And maybe, when your next-door neighbor comes over and asks you to turn it down, you do. But maybe that request is forgotten the very next time you are in your office.

Or maybe none of this applies to any of us. But for some reason, I seem to have had the lyrics to "Sister Christian" stuck in my head for the past week. And it's not making me happy.

Saturday, April 11, 2015

A Much More Civilized Way to Do It

Today I'm doing work at a research library. And it's an odyssey.
Let me explain: Grit City University is a real, live four-year university. We also awards masters' degrees, but our main mission is undergrad-focused. So our library has always been geared towards the undergraduate audience. Then you combine that with decades of funding cutbacks, and what we find is that most of our books are out of date or just plain inappropriate for serious research above the level of an undergraduate research paper (and often not even that). Sure, we have a fantastic interlibrary loan service, and decent research databases (I've fought like hell to keep the one on medieval stuff, which almost got the axe a few years back), but nothing that I could do real research at -- you know, the kind where you sit down with a multi-volume published source collection from the early 1900s or a run of journals or a hard-to-get reference work and just work in the library all day.

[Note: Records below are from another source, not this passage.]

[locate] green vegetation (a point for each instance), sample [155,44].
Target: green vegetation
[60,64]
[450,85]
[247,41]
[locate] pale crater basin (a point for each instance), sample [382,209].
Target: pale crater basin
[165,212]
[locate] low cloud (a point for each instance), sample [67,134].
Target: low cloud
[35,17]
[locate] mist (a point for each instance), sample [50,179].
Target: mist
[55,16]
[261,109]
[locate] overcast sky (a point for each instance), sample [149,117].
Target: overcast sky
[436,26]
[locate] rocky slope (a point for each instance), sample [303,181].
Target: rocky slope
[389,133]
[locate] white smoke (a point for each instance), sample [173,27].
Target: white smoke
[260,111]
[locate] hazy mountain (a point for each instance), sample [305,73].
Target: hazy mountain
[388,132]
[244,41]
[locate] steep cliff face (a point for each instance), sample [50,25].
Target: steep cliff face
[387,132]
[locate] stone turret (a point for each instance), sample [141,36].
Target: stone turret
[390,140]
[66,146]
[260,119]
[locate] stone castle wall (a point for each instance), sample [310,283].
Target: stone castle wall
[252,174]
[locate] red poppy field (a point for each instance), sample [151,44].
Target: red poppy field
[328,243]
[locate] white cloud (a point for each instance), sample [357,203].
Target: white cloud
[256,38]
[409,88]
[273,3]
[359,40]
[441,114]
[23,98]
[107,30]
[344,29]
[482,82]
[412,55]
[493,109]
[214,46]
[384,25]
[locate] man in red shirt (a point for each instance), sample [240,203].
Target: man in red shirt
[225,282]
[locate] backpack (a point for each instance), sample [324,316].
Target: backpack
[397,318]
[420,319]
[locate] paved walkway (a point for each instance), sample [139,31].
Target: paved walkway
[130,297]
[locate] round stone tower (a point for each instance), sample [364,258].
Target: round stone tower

Fortunately, GCU is only two and a half hours away from Major Research University (MRU), so sometimes I just come up here and work for a day.

Except: did I mention the "two and a half hours" thing? Yeah, that's each way. And, for me: on public transit. So, research trip math: 2.5 hours times two plus timing to make sure that I'm not in the rush-hour commute but still home before 10 pm and not up before 6 and... I generally get 4 hours of research time for five hours of commute.

You can see why I don't do this very often. Then, last time I did, I hit on a solution: I would stay the night. MRU is actually in a really nice area, with restaurants and coffee shops and stores and such. And a couple years back I got a tip on a seen-better-days pension-style 1930s budget hotel for a really ridiculous price per night. The first time I stayed there, it was warm enough out that everyone had their windows open, and I could hear, from three rooms down, a very talented person practicing the violin, all drifting in my window with the breeze. I thought: "This is the kind of place that one might check into for a month to finish one's novel."

The Room. With room-key.
So now, I take the transit up. I stop on the way and have breakfast. I settle in. I get lunch near MRU. I work for 5 hours. Nice dinner. Sleep. Morning coffee and pastry around the corner, because the MRU library doesn't open until 9 on Saturdays. And then it's 6-7 hours of work (with a coffee break) before I head back home. And it all feels like a little research vacation in the city. Actually, it reminds me of my life when I'm on research trips in Blargistan. Just like then, I'm not living in the lap of luxury, by most standards. But by mine... yeah. I could like this.